Next: , Previous: Comparing two sequences, Up: Running wcd


3.7 Doing clustering

wcd [opts] <file>

3.7.1 Arguments

When used in this way, wcd takes one argument: the name of the input file.

3.7.2 Options

3.7.3 Clustering based upon suffix arrays

This provides a coarse clustering very quickly. It puts two sequences in the same cluster if they share at least one word (of the specified word length). You need to create a suffix array of the input data file. wcd expects a certain naming convention to be used.

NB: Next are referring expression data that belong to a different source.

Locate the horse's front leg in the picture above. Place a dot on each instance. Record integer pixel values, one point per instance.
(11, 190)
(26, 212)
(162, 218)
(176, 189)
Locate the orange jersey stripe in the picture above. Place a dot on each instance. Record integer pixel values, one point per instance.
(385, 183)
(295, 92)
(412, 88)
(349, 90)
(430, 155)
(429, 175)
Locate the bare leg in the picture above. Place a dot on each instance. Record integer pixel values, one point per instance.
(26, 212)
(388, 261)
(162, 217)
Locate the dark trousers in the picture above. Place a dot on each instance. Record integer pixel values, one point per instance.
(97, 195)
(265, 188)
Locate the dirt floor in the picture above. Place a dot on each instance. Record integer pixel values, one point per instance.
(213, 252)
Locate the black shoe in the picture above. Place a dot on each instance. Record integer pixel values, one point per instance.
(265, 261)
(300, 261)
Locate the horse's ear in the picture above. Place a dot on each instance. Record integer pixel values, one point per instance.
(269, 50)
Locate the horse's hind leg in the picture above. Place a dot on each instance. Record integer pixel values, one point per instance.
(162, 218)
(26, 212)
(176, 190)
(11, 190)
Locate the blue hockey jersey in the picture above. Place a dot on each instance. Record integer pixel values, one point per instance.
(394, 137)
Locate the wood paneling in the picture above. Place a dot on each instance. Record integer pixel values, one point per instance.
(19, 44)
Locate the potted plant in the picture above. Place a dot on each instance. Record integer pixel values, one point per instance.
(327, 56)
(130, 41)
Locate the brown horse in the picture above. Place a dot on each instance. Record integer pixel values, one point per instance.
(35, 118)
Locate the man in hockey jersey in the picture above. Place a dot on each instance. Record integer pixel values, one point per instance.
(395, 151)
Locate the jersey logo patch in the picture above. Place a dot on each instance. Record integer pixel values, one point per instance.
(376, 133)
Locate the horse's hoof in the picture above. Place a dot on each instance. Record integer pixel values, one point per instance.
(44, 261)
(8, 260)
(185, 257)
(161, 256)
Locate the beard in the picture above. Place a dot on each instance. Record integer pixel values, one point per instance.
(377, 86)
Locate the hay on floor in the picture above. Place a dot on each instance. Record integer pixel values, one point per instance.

In order to use this facility you must create some auxiliary data files in the same directory as your main sequence file. I assume you have available the mksary suffix array package, though in principle others should do. ‘mksary’ can be found at http://sary.sourceforge.net/

Note that in the current implementations, the suffix clustering is not parallelised.

Once ‘mksary’ has been installed, do the following

   ./fasta2sary data.fasta -o data.fasta.nlc
   mksary data.fasta.nlc

This will leave three files data.fasta, data.fasta.nlc and data.fasta.nlc.ary. Again: wcd expects this naming convention to be met.

To cluster

wcd -F suffix -w 30 -c data.fasta

3.8 Clustering a range

Usage: wcd [--range, -R]  dataf i j

The range option allows clustering only a range or slice of the input data file in the following way.

If you think of the all the comparisons to be done as the upper half of a matrix, the range option restricts the comparisons to be done to a slice of this matrix. The purpose of the option is to allow a simplistic and crude parallelisation of work. We can run the multiple wcd processes with the same data but different slices. Typically we would also use the --dump option with this. See the section on parallelisation in the technical manual.

If the dump option is chosen, just before completion wcd creates a file with an -FIN suffix. For example if the dump file name is range10, then a file called range10-FIN is created. This enables monitoring programs which run asynchronously and cannot control the wcd process directly to use the file system to determine whether the job has completed.